The JIF is calculated by adding all citations from “citable and noncitable items” from a journal in a single year and then dividing it by the number of citable items in that journal from the previous two years.
“The citable or source items counted in the denominator of the JIF are identifiable in the Web of Science as ‘article,’ ‘review,’ and ‘proceedings,’” wrote Jadranka Stojanovska MD, MS, department of radiology at Michigan Medicine in Ann Arbor, and colleagues. “The noncitable or nonsource items count only toward the numerator, but not toward the denominator and are identifiable as ‘editorials,’ ‘commentaries,’ ‘news,’ ‘letters to the editor’ etc. Including citations of noncitable items is one of the shortcomings of the JIF. It favors journals that publish larger numbers of noncitable items that attract many citations.”

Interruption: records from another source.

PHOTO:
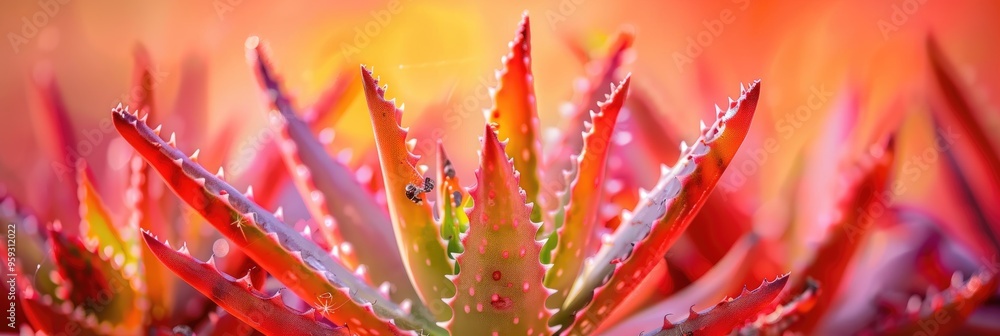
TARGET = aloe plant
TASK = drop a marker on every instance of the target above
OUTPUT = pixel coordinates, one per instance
(435, 257)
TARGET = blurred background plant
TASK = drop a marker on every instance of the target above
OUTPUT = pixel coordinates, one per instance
(864, 67)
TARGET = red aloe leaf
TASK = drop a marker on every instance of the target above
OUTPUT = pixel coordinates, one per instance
(265, 313)
(88, 278)
(417, 235)
(777, 321)
(143, 81)
(727, 315)
(143, 214)
(269, 173)
(333, 196)
(718, 225)
(865, 191)
(724, 277)
(291, 258)
(58, 136)
(500, 283)
(599, 72)
(575, 237)
(959, 111)
(947, 310)
(54, 318)
(452, 201)
(120, 248)
(515, 114)
(660, 217)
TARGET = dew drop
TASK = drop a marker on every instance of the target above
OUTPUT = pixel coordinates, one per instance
(500, 303)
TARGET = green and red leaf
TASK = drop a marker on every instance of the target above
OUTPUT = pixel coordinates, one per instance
(658, 221)
(515, 114)
(500, 284)
(291, 258)
(266, 313)
(417, 235)
(725, 277)
(864, 192)
(341, 207)
(576, 237)
(452, 199)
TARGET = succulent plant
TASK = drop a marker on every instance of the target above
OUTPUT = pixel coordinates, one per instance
(527, 249)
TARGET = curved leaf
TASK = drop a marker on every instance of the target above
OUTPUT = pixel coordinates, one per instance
(500, 283)
(600, 71)
(947, 310)
(724, 277)
(334, 197)
(515, 114)
(865, 189)
(292, 259)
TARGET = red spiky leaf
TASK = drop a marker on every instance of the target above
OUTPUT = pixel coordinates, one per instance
(725, 316)
(576, 235)
(660, 217)
(265, 313)
(417, 235)
(295, 261)
(515, 114)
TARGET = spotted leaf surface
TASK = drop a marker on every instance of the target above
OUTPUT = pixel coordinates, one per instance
(659, 219)
(576, 234)
(452, 201)
(266, 313)
(417, 235)
(500, 284)
(515, 114)
(600, 72)
(298, 263)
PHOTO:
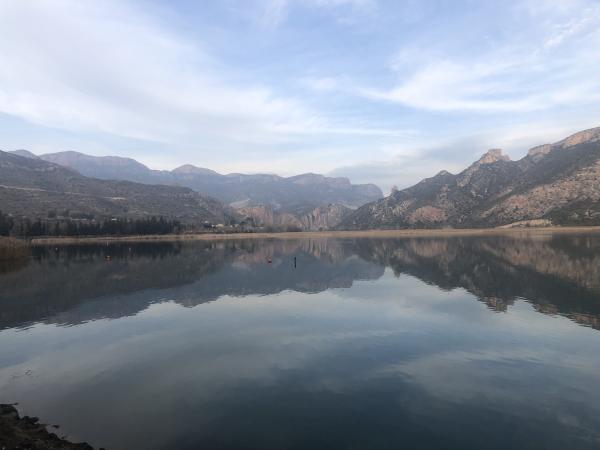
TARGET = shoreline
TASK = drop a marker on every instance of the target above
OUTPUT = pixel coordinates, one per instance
(24, 432)
(404, 233)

The team’s proposed metric, adjusted citation rate (CR), on the other hand, would only look at citations from those citable items. The authors put this metric to the test, determining the CR for 20 radiology journals. Overall, the CR and JIF were similar for 14 journals, higher for four journals and lower for two journals. Radiology, Investigative Radiology and European Radiology remained at the top of the list, even with this new metric.
“We developed an alternative and complementary metric for calculating JIF that reflects the quality of the journal,” the authors concluded.